The exteriors of 132 and 136 Broadway are merely worn but the interiors are contaminated and cluttered. The buildings are thought to have good potential for redevelopment, however, given their close proximity of downtown State Street and the high ceilings inside and the uncommon metal-clad exterior of the taller of the two buildings.
A lot of cleanup will need to be done first.
Golden Oak Property Group LLC of Schenectady was hired at a cost of $21,000 to empty the buildings of rubbish and leftover artifacts from the museum that previously owned them, according to the Schenectady County Metroplex Development Authority, which is handling their redevelopment. Metroplex Chairman Ray Gillen said going floor-by-floor and room-by-room, the contractor has removed 20 tons of material so far and isn’t done yet.
“It’s not as bad as Foster but it’s up there,” Gillen said, referring to the landmark Foster Building nearby on State Street. “Foster was 500,000 pounds of stuff.”
The two Broadway buildings once housed the old Schenectady Gazette printing press and warehouse (132 Broadway) and Skypes Carpet store (136 Broadway). More recently, they belonged to the Edison Tech Center, a museum dedicated to showing the historic impact of electricity on people’s lives. The Electric City Bike Rescue also operated there.
The city of Schenectady took the Tech Center to court, saying it had not made the improvements to the properties specified in its purchase agreement, and retook ownership this summer. The city had sold the buildings to the Tech Center for $1 each in 2004, but with stipulations. The Tech Center is now storing its artifacts at the current Daily Gazette building on Maxon Road Extension.
Exposed asbestos is present in the basement of 132 Broadway, so that space has been locked up, Gillen said.

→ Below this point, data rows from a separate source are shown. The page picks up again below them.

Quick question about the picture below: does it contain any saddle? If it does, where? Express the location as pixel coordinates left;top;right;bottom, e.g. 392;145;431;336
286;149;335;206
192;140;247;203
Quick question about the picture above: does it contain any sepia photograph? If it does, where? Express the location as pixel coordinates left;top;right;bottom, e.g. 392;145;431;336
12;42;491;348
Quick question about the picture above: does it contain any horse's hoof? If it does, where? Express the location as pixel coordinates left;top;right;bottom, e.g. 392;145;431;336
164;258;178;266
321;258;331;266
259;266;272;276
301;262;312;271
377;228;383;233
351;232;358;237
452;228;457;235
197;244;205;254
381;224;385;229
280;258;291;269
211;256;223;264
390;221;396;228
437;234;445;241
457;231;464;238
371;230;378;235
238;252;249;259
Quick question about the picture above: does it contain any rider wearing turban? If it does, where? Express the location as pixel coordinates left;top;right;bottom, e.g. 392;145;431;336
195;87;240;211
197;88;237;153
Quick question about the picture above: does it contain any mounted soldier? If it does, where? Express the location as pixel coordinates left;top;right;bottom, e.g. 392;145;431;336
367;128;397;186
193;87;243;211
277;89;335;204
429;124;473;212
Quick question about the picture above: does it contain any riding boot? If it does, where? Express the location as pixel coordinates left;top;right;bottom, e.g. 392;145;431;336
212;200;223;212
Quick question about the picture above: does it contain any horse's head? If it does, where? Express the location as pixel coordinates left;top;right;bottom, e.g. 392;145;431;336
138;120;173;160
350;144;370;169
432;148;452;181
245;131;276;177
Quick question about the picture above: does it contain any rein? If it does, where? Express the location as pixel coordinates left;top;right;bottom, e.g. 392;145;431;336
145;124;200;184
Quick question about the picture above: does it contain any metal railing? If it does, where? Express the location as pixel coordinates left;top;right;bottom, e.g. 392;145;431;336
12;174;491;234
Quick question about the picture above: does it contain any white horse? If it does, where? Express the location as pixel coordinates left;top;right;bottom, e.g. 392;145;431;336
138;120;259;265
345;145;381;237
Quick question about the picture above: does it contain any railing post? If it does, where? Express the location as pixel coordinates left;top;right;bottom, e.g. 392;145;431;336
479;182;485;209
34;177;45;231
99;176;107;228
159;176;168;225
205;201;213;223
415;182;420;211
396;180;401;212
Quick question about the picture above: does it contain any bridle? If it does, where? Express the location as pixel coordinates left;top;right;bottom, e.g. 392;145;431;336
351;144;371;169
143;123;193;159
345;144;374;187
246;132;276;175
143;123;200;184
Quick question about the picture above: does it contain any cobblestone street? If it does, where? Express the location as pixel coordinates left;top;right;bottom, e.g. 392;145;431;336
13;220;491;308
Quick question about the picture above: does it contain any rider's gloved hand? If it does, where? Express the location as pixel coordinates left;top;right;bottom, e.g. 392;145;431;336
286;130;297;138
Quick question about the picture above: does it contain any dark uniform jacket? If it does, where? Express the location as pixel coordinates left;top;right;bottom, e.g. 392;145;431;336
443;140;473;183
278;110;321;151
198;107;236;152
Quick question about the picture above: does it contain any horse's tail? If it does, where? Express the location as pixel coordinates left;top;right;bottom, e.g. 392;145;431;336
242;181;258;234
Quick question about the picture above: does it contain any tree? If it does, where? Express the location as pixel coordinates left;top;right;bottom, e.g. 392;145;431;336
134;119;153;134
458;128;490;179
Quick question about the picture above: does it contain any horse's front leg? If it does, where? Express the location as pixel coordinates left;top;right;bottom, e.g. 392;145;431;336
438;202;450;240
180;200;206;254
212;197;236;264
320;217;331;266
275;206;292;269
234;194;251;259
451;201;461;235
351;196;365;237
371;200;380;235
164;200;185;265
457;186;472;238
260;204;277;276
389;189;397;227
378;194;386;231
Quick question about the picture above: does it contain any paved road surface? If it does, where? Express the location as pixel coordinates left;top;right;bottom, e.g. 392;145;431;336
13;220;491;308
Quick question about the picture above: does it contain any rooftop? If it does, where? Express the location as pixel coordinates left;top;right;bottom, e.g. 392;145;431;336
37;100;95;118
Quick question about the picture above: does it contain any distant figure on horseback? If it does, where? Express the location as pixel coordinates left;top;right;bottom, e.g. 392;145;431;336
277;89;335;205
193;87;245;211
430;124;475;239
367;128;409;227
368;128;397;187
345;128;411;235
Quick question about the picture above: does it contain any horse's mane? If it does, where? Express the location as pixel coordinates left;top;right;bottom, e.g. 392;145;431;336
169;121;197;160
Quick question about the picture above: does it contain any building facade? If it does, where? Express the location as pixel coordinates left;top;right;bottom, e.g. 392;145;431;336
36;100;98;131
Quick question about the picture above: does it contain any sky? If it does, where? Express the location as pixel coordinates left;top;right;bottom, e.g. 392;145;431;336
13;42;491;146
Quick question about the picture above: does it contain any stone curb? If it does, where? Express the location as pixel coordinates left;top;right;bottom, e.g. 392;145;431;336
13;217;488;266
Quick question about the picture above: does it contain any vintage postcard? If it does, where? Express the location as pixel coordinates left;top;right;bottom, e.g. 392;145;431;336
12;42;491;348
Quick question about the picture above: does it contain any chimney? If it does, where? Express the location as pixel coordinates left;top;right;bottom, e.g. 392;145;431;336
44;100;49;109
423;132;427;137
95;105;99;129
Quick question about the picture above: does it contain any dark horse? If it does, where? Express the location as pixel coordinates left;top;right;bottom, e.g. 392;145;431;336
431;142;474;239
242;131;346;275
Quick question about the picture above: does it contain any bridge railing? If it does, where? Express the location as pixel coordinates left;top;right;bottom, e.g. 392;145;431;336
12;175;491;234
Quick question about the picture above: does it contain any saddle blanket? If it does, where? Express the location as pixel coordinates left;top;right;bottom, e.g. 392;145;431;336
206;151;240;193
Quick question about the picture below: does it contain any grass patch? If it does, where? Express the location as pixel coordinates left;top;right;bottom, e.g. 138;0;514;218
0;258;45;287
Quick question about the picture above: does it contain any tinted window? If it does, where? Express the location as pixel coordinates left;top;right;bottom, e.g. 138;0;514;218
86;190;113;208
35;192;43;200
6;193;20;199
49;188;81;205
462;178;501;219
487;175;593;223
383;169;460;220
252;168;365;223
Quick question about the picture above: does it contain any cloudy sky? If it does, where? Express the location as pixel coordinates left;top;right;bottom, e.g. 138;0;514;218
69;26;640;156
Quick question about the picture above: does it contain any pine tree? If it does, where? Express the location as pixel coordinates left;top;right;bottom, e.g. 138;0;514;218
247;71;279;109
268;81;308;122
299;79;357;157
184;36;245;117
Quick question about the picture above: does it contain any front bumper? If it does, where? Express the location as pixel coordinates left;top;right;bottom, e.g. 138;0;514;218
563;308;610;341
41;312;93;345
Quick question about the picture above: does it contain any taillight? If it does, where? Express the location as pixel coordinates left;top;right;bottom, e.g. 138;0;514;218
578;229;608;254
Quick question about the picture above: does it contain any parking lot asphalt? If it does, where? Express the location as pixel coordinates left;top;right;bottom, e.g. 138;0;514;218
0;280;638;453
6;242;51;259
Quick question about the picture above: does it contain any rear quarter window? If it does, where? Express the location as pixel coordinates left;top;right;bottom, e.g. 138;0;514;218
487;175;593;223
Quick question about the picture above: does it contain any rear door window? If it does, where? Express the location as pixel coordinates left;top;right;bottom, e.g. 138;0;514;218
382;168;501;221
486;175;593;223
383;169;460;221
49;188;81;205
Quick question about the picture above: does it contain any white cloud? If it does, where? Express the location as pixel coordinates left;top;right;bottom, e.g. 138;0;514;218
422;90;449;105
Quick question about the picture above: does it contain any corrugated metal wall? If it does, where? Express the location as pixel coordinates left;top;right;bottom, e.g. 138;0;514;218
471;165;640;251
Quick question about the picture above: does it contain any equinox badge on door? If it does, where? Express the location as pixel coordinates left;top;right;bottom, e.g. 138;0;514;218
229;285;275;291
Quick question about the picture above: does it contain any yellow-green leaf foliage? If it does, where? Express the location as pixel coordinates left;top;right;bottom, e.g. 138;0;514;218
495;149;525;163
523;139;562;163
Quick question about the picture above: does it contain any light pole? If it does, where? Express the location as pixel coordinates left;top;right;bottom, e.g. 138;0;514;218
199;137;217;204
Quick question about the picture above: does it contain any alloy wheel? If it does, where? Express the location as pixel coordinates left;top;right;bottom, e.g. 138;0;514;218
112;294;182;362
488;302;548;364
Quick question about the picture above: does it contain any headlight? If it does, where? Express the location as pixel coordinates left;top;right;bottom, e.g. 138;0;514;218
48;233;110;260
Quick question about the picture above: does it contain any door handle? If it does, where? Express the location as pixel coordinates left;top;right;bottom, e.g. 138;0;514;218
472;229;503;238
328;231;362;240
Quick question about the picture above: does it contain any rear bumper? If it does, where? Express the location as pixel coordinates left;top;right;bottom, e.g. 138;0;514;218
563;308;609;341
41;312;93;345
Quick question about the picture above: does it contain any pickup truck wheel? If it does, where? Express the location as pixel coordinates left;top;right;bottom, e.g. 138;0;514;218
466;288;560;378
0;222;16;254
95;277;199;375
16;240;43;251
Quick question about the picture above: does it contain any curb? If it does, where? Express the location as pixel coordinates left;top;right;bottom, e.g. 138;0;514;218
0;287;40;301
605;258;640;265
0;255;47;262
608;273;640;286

“This was one of our concerns about this building,” he said.
The cost of remediation is still unknown; a consultant hasn’t provided an estimate.
Metroplex also hired Schenectady architectural firm Stracher Roth Gilmore to prepare a rendering of what the buildings could look like with repairs.
With the large windows, abundant natural light and high ceilings, the upstairs space would be an ideal candidate for commercial or residential space in the popular industrial chic style, Gillen has said.
Metroplex is welcoming inquiries from potential developers at this point.